The United States has the needed leverage, including through
the potential to lift sanctions and normalise diplomatic relations.
It can also provide serious resources and play a key role on
the UN Security Council."
In this framework, Crocker
recommended that the US "address the immediate crisis in
Darfur, while aggressively nailing down the broader north-south
peace agreement". `African solution'
Apart from a few face-saving
outbursts from Sudanese government ministers and army leaders
soon after the Security Council resolution was passed, the Sudanese
regime seems to have fallen into line.
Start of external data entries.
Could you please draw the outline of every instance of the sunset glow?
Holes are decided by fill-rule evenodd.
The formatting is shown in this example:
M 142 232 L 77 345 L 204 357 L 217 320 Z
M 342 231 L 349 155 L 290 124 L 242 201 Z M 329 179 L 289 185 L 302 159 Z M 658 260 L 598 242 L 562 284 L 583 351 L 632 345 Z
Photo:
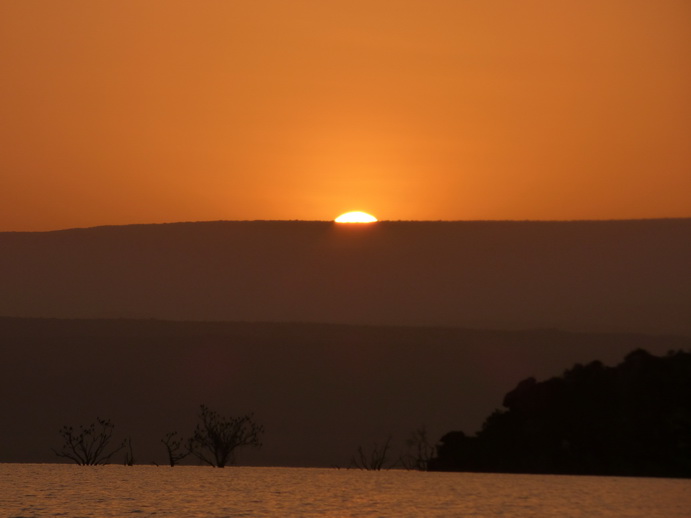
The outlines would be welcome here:
M 336 223 L 374 223 L 377 218 L 366 212 L 353 211 L 341 214 L 334 221 Z
M 691 2 L 1 5 L 0 230 L 691 216 Z

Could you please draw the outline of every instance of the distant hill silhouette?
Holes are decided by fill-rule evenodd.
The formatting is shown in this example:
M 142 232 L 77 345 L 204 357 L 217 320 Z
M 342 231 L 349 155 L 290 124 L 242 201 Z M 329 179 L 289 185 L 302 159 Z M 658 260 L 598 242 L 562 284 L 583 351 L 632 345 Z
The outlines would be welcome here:
M 242 461 L 347 465 L 389 434 L 474 432 L 502 395 L 574 363 L 691 337 L 297 323 L 0 318 L 0 462 L 55 462 L 65 424 L 115 423 L 137 462 L 194 427 L 201 403 L 254 412 L 263 447 Z M 115 462 L 120 459 L 115 459 Z M 189 459 L 187 460 L 189 462 Z
M 442 438 L 432 470 L 691 477 L 691 351 L 528 378 L 474 437 Z
M 0 233 L 0 315 L 691 336 L 691 219 Z

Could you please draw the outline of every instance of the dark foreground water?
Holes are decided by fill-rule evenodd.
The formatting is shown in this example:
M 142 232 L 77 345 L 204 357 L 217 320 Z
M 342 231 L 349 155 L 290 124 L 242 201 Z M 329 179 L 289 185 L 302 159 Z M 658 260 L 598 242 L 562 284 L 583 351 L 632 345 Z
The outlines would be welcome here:
M 689 518 L 691 480 L 0 464 L 0 516 Z

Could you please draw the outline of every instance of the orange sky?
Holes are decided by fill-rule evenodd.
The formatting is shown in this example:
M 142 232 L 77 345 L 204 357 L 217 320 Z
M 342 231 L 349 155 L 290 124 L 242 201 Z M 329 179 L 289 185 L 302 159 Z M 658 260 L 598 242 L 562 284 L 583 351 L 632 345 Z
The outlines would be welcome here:
M 0 230 L 691 216 L 688 0 L 0 0 Z

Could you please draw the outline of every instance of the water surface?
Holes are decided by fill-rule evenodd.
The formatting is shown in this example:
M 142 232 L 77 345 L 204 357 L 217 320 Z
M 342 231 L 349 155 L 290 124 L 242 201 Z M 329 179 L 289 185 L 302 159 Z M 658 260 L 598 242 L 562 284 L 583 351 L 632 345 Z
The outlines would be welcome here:
M 688 518 L 691 480 L 0 464 L 0 516 Z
On August 5, Reuters reported
that Jan Pronk, Annan's special representative in Sudan, was
already telling reporters that "the government has to be
commended for keeping its promise [on action in Darfur]. We have
full access [for relief supplies]... They have deployed many
more police in the region and they have stopped their own military
activities against villages."
That same day, Brigadier Jamal
al Huweris, police commissioner in northern Darfur, told the
Sudanese Media Centre, a pro-government newsagency, that the
janjaweed would soon be disarmed.
Meanwhile, the African Union
announced on August 4 it will send up to 2000 troops, drawn from
Nigeria, Rwanda and Tanzania, to Darfur with an expanded mandate
to protect refugees, "disarm and neutralise" the janjaweed
and allow the deliveries of aid supplies.
Sudanese foreign minister Mustafa
Osman Ismail told Reuters on August 5 that Sudan would cooperate
with the AU force. The rebel SLM/A and JEM, as well as the opposition
National Democratic Alliance, have also endorsed the "African
solution" of an AU peacekeeping force in Darfur.